Taken as a whole, the process that these two artists engage in bears a resemblance to ethnographic fieldwork. They observe; they collect; they take notes and pictures—above all, they listen to people’s stories and explore local customs. (One of the most engaging segments of the installation was a set of music stands supporting open photo albums, each of which had been loaned by a gallery docent. During guided tours of the show, each docent was encouraged to go through her own photo album with visitors.)

The show caused a minor local uproar (newspaper articles, statements by outraged members of the city council, etc.), a response that is slightly baffling. True, “Wanderings and Observations” was neither a tribute to the town nor an attempt at so-called objective reportage. But there was nothing unkind about it, either. In a humorous but tender way, the installation reflected on the resilience of memory and of nature itself, in a place only a few miles away from San Francisco that has been transformed from farmland to ranch-house suburb in a matter of decades.

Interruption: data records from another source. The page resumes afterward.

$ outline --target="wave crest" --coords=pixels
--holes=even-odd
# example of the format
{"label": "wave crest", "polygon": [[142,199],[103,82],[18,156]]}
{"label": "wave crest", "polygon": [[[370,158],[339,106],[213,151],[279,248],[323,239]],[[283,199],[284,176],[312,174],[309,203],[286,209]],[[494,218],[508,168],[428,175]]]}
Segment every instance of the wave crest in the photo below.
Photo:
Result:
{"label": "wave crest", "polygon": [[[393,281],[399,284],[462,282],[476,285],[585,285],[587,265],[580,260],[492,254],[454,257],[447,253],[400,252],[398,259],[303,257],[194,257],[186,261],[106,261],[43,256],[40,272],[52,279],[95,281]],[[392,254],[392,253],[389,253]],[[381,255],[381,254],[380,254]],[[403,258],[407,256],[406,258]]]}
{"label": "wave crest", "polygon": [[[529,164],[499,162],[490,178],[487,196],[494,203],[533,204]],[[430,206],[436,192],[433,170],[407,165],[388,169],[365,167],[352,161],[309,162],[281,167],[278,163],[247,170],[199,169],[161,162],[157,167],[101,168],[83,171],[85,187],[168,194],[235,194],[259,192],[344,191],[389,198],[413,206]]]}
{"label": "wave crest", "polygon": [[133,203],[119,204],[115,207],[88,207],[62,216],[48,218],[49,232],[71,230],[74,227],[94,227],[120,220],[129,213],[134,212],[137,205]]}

In a small darkened room off the main gallery, a film loop of Main Street today was projected onto a photograph of the same spot taken around the turn of the century. Cars traveled up and down a ghostly street where everything but the size of the road had changed.

With disarming sincerity, Fletcher and Rubin remind us that there are cultures and experiences just outside the tiny individualized spheres of interest each of us inhabits. Their pieces are sly reminders of the way history is conventionally constructed—out of the big events, by the loudest voices. One council member complained that the piece “honed in on the trivial,” but that’s just the point—the trivial is what life is really made up of, and it is often what distinguishes us, each from each, in the stories we tell one another.